Cathy Freeman sollte ihrem Land Gold bescheren, mindestens, eher mehr. "Unsere Cathy trägt nicht nur die sportlichen Hoffnungen der Nation", so erinnerte die Zeitung Sydney Morning Herald die 19 Millionen Australier am Finaltag, "sondern auch einen politischen Auftrag." Eine schwere Last für eine nur 1,65 Meter große Frau, die von den australischen Ureinwohnern abstammt, den jahrhundertelang entrechteten und unterdrückten Aborigines. Freeman hat ihre Wurzeln stets gepflegt. Als sie 1994 bei den Commonwealth Games ihren ersten Titel gewann, nahm sie zwei Flaggen mit auf die Ehrenrunde - die australische und die der Aborigines. Diese besteht aus drei Farben: rot für die Erde, gelb für die Sonne, schwarz für die Menschen. Das gab zunächst Ärger, aber vor Sydney galt Freeman dann als Integrationsfigur, Symbol eines multikulturellen Landes. "Sie läuft für ein ausgesöhntes Australien", formulierte der Sydney Morning Herald.

Cathy Freeman hält dem Druck stand

Erst einmal war sie freilich dem Rummel davongelaufen, der sich in ihrer Heimat zusammenbraute: Auf die Spiele bereitete sie sich in den USA und in Großbritannien vor. In den Olympiatagen nahm der Trubel um den 400-Meter-Lauf der Frauen dann so absurd zu in Australien, dass ihre vermeintlich größte Rivalin, die Französin Marie-José Perec, entnervt aufgab: Die Olympiasiegerin von 1996 floh noch vor dem Vorlauf aus Australien, weil sie die Fragerei nach dem Duell nicht mehr aushielt.

Cathy Freeman hielt dem Druck stand. Und weil die Atmosphäre im vollbesetzten Stadion schon im Vor- und im Zwischenlauf und dann auch im Halbfinale bereits ohrenbetäubend laut war und täglich lauter wurde, war der Ganzkörperanzug, den sie fürs Finale überzog, wohl auch ein Schutz vor der Außenwelt. Wobei die damals 27-Jährige vor dem Finale berichtete, dass es eine ihre Stärken sei, beim Rennen alles ausblenden und sich auf das Wesentliche konzentrieren zu können: "Auf die Bahn vor mir, auf die Kommandos des Starters. Alles andere verschwimmt irgendwie, als wäre es Gelee."

Als der Starter die acht Finalistinnen schließlich ins Rennen geschossen hatte, prasselten Blitz und Donner von den Tribünen herab.

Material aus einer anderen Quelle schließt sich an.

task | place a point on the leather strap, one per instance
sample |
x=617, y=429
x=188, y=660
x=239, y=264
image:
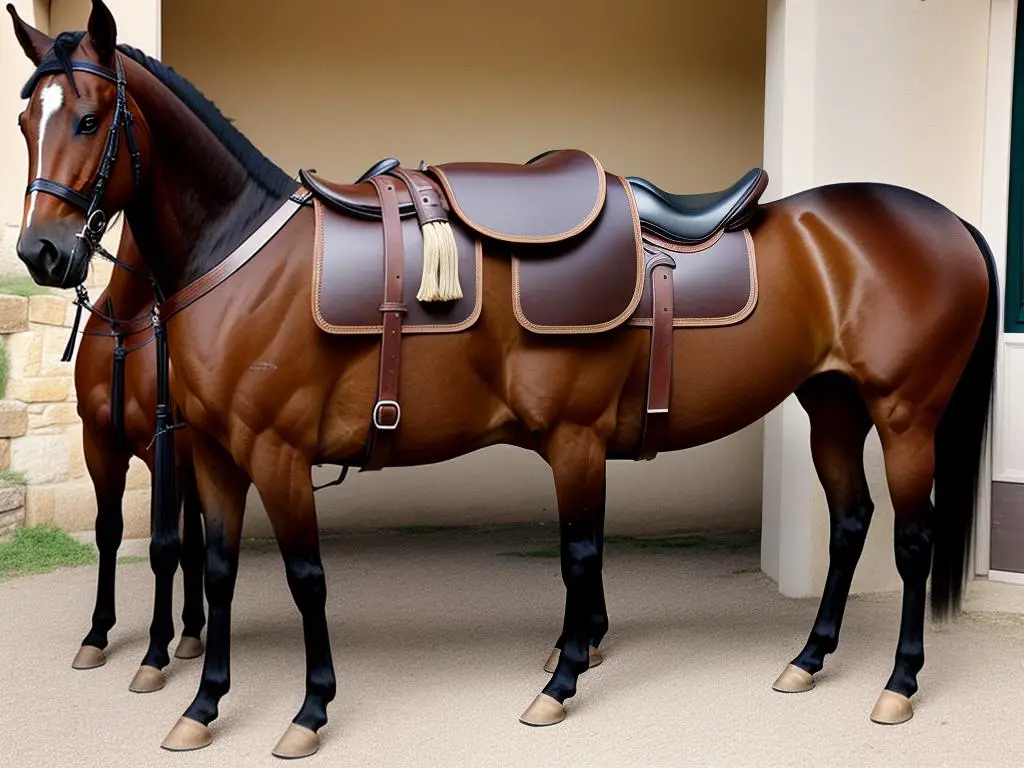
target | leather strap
x=655, y=421
x=426, y=198
x=239, y=258
x=387, y=413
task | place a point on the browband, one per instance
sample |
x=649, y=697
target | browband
x=54, y=66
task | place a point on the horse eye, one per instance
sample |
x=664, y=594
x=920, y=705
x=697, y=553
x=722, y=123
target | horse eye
x=86, y=125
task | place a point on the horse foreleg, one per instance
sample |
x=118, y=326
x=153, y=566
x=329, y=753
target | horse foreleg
x=290, y=505
x=577, y=457
x=108, y=468
x=222, y=486
x=840, y=423
x=193, y=555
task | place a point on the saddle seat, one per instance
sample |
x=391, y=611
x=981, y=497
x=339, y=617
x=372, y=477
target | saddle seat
x=694, y=218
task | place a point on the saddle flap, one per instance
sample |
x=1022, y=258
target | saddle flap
x=590, y=284
x=550, y=199
x=715, y=284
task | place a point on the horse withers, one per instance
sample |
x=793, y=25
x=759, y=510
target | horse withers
x=873, y=303
x=115, y=385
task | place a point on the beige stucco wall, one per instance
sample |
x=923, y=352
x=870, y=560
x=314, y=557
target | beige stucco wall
x=671, y=91
x=882, y=90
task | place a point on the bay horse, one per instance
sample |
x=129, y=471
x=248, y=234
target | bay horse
x=115, y=384
x=877, y=306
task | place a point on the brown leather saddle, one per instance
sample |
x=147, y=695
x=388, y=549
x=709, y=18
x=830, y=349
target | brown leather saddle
x=589, y=251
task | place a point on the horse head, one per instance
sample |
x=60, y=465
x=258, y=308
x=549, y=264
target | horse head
x=85, y=141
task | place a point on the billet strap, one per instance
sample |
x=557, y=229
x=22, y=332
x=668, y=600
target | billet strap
x=387, y=413
x=655, y=418
x=239, y=258
x=428, y=202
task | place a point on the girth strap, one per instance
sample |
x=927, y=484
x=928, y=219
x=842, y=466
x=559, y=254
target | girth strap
x=655, y=421
x=387, y=413
x=239, y=258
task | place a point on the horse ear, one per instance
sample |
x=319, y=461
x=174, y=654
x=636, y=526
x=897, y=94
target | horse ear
x=102, y=32
x=34, y=43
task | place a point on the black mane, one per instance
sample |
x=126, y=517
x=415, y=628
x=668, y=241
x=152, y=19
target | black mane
x=263, y=171
x=260, y=168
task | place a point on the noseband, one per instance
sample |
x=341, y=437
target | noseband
x=95, y=219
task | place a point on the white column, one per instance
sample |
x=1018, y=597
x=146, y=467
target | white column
x=882, y=90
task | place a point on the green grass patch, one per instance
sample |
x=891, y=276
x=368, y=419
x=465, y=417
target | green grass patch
x=41, y=549
x=22, y=287
x=12, y=477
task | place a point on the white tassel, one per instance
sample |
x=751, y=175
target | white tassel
x=440, y=264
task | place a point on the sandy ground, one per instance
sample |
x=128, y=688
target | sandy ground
x=438, y=640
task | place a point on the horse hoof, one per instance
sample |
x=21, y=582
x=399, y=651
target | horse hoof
x=188, y=647
x=146, y=680
x=88, y=657
x=892, y=709
x=187, y=734
x=794, y=680
x=544, y=711
x=297, y=742
x=596, y=657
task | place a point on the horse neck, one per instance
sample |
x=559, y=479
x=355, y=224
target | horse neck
x=130, y=293
x=198, y=202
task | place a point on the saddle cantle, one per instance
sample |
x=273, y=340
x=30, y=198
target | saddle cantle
x=694, y=218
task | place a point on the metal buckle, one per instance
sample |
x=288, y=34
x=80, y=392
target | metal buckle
x=377, y=414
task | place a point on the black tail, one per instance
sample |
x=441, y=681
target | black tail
x=958, y=442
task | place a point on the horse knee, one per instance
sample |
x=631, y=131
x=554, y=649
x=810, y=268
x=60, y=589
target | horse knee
x=307, y=583
x=580, y=561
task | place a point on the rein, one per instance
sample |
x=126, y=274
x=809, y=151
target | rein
x=95, y=219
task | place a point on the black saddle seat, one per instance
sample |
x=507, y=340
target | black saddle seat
x=693, y=218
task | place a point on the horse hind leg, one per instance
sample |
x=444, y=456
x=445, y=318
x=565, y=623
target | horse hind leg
x=577, y=456
x=840, y=424
x=909, y=462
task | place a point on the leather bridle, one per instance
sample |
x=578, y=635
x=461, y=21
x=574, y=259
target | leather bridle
x=96, y=219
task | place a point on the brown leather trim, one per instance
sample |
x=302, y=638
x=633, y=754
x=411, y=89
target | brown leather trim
x=679, y=247
x=239, y=258
x=378, y=329
x=718, y=322
x=387, y=412
x=637, y=293
x=588, y=220
x=655, y=418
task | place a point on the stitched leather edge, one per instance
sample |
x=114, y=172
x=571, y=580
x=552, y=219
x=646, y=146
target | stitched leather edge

Die Lichter ungezählter Fotoapparate funkelten wie Sterne am Firmament und leuchteten den Weg aus; das Anfeuerungsgeschrei von 112 000 Zuschauern wuchs an wie eine Welle, auf der die Läuferinnen scheinbar schwerelos um die Bahn surften. Und als Cathy Freeman dann bloß als Dritte auf die Zielgerade einbog, schwoll der Lärm an bis zu einem infernalischen Tsunami, der sie doch noch als Erste ins Ziel trug. In Schuhen, die in drei Farben zusammengenäht waren: rot, gelb, schwarz.

Es dauerte eine Weile, bis das Gelee vor Cathy Freemans Augen wich, bis sie aus ihrer Trance erwachte und wieder zu sich kam. Sie streifte die Kapuze ab, nicht nur das war eine Erleichterung. Sie hatte ihre Mission erfüllt, sie hatte eine Goldmedaille gewonnen, Australiens 100. Goldmedaille in der Geschichte Olympias. Ihr Gesicht, das Gesicht dieser Spiele 2000, es lächelte. Selbst Jahre später lief es Cathy Freeman kalt den Rücken hinunter, wenn sie an diesen kühlen Frühlingsabend im September denkt: "Noch heute habe ich das Gefühl, als könnte ich die Energie dieses Moments spüren."